He takes a seat in the couch. “Hey.”

“You’re back.” I sip the brew.

“I’m hoping Mom hasn’t found out yet.”

“You know she has.”

He makes a face.

Heath is almost a decade older than me, and we rarely saw each other growing up. He left as soon as the craziness with the TV show began.

“Construction job?” I eye his boots.

“It’s a huge account. Could change the future for me and Glory.”

I pinch my lips together. Nod.

Glory is our dad’s child from an affair. The news hit in the middle of filming for our seventh season. Mom didn’t scream or cry or fight. At least not in front of us.

She got a lawyer and quietly paid Glory’s mother off. The matter was never mentioned again. It was almost like Glory didn’t exist.

A few years later, Glory’s mother passed. The show was over and Heath suggested we take our sister in.

Our parents refused. It would mess up our ratings. The reality show was in talks to be picked up by Netflix. We’d be making bank for a long time. To dad, it wasn’t worth the harm to our net-worth or the punch to our family brand.

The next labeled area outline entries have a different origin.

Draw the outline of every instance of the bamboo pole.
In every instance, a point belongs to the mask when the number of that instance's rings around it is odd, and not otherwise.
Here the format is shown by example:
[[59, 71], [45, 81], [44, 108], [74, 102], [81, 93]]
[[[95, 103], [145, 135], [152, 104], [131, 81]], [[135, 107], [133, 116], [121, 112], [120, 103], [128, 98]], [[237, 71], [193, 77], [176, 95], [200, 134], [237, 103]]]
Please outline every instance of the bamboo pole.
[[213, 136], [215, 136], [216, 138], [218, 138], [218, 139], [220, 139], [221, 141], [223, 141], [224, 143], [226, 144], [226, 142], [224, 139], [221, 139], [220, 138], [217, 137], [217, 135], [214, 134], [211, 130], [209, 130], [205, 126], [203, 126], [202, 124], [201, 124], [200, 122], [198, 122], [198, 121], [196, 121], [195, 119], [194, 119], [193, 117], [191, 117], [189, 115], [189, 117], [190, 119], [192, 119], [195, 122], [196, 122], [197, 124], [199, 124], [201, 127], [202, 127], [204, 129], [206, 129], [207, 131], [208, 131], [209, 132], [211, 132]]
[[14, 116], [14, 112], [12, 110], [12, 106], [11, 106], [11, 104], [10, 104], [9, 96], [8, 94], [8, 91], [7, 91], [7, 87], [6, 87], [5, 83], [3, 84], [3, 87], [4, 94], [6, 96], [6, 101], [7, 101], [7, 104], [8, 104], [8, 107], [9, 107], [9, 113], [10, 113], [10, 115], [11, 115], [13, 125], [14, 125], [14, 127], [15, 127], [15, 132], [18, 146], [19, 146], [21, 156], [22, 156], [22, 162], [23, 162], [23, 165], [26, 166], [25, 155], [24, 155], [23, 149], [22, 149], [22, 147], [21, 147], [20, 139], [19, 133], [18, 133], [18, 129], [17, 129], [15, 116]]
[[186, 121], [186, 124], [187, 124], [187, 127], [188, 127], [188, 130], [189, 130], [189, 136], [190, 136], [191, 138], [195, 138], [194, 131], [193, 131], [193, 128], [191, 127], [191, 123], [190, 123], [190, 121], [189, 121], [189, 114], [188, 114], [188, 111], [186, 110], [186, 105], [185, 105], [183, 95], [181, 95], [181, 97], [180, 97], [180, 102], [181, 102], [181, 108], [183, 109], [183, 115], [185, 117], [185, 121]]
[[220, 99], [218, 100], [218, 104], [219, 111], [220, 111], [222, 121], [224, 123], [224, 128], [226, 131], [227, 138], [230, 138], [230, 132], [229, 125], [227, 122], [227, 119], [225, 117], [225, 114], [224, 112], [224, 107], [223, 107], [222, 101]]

Heath adopted Glory and fumbled through learning how to be a dad. As her devoted uncle, I opened a bank account for her college fund, but Heath doesn’t allow me to do much more than that.

My hard-headed brother is too damn proud. Heath found the reality show absolutely disgusting and refuses to take a single penny from it. He only tolerates my cash because we’re close, but I know he’d prefer if I quit dealing with the Jameson affairs altogether and started working elsewhere.

Lucky for him, I’m not doing that any time soon.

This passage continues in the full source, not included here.